Viajou rio abaixo em sampanas, depois a cavalo e a pé. Foram 12 dias de chuva na estrada, sem jamais vestir uma roupa seca, tomando vinho de sapo e de cobra – um “vinho especial de arroz com um certo número de cobras enroladas no fundo da garrafa (...) No de pássaro, há uma porção de cucos mortos” ( HEMINGWAY,1969b, p.66).

O esforço valeu a pena. Hemingway escreveu várias linhas sobre armamentos, treinamentos militares realizados, cenários possíveis de confronto e ainda conseguiu uma exclusiva com Chiang Kai-Shek, na qual a esposa chinesa do líder, fazia às vezes de intérprete, mas pulava as questões mais delicadas sobre assuntos militares.

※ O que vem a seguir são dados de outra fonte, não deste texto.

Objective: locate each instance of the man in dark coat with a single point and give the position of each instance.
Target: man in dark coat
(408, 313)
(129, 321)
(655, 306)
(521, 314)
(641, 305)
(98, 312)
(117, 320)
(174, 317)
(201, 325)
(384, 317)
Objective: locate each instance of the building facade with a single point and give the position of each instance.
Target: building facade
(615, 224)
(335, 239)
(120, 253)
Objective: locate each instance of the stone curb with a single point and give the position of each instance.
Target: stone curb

A viagem prosseguiu mais 60 dias por escolas militares, vilarejos, zonas de treino, estradas tortuosas em Rangum, visitas a Birmânia, Manila, Lashio e Kuming. Ao final, o correspondente chegou a conclusões visionárias sobre a recorrente questão se a América deveria lutar contra o Japão:

O tempo é nosso aliado. Quanto ao Japão, o tempo está lhe fugindo, e ninguém, nem mesmo os japoneses, sabe quando chegará o derradeiro momento estratégico (...) Se a Grã-Bretanha cair, isso constituirá o sinal para o Japão prosseguir nas suas conquistas agressivas em outras direções. E isso poderá muito bem significar a guerra com os Estados Unidos (HEMINGWAY, 1969b, p.73).

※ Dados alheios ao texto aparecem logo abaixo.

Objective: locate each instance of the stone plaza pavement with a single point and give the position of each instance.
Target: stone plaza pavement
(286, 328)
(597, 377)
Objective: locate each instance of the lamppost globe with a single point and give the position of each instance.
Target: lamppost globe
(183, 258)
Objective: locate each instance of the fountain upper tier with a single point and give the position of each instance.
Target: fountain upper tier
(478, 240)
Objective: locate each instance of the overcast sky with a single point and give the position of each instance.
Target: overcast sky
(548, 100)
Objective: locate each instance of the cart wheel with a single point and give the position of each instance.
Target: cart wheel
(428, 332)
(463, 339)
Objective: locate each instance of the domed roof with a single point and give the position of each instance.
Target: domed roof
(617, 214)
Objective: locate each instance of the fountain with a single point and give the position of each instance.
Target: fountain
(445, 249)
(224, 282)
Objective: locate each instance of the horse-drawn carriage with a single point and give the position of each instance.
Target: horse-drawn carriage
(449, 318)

A Grã-Bretanha não caiu exatamente, mas sofreu horrores com os bombardeios alemães . Menos de seis meses depois de publicadas as palavras proféticas de Hemingway, os

japoneses atacaram os Estados Unidos em Pearl Habbor, empurrando a América para o centro da Segunda Guerra. Hemingway foi junto. Derrubou a própria esposa do posto de correspondente da Collier’s, sofreu algumas horas com um previsível divórcio imposto por ela e embarcou para a Europa.

De lá, noticiou bombardeios de Londres, relatou a chegada da Normandia e a retomada de Paris em 1944. Terminava ali, na cidade luz, uma longa temporada de sete anos de jornalismo de guerra, tempo em que o próprio Hemingway lembrava como um período em que sua veia de repórter prevaleceu sobre seu coração de escritor.

Nos 17 anos seguintes, tudo diminuiu. Hemingway escreveu menos romances e menos reportagens. Casou-se, de novo, com sua quarta esposa, outra jornalista, mas sofreu sucessivos problemas de saúde e longas crises depressivas (ASTRE, 1968). Os poucos lampejos de alegria eram no mar e no deserto. Sobre eles, são seus últimos escritos importantes, como O Velho e o Mar, livro pequeno, denso e profundo que lhe rendeu o Pulitzer de 1959 e o Nobel de Literatura em 1960. Quatro anos antes, ele publicou sua última reportagem, Presente de Natal, na Look, sobre suas caçadas na África.

“Quanto ao jornalismo, escrever sobre alguma coisa que acontece no dia a dia, no que fui treinado desde jovem e que não considero um prostituição quando se faz honestamente, com rigor informativo, não irei fazê-lo mais”, despediu-se em artigo na Look de setembro 1956, anunciando o fim de seus textos na imprensa. Cinco anos depois, um repórter nascido na distante Colômbia, noticiou o suicídio de Ernest Miller Hemingway.

O repórter era Gabriel García Márquez, 34 anos, colunista da revista mexicana

Novedades. Ali, sob o título Um homem morreu de morte natural ,ele, Gabo, publicou o fim

trágico e previsível de seu autor predileto que, como ele, passou a vida escrevendo livros e notícias.

Hemingway somente contou o que viu com os próprios olhos, o gozado e padecido pela própria experiência, que era, ao fim e ao cabo, o único que podia crer. Sua vida foi uma contínua e arriscada aprendizagem de seu ofício, em que ele foi honesto até o limite do exagero (GARCÍA MÁRQUEZ, 2013, p.399).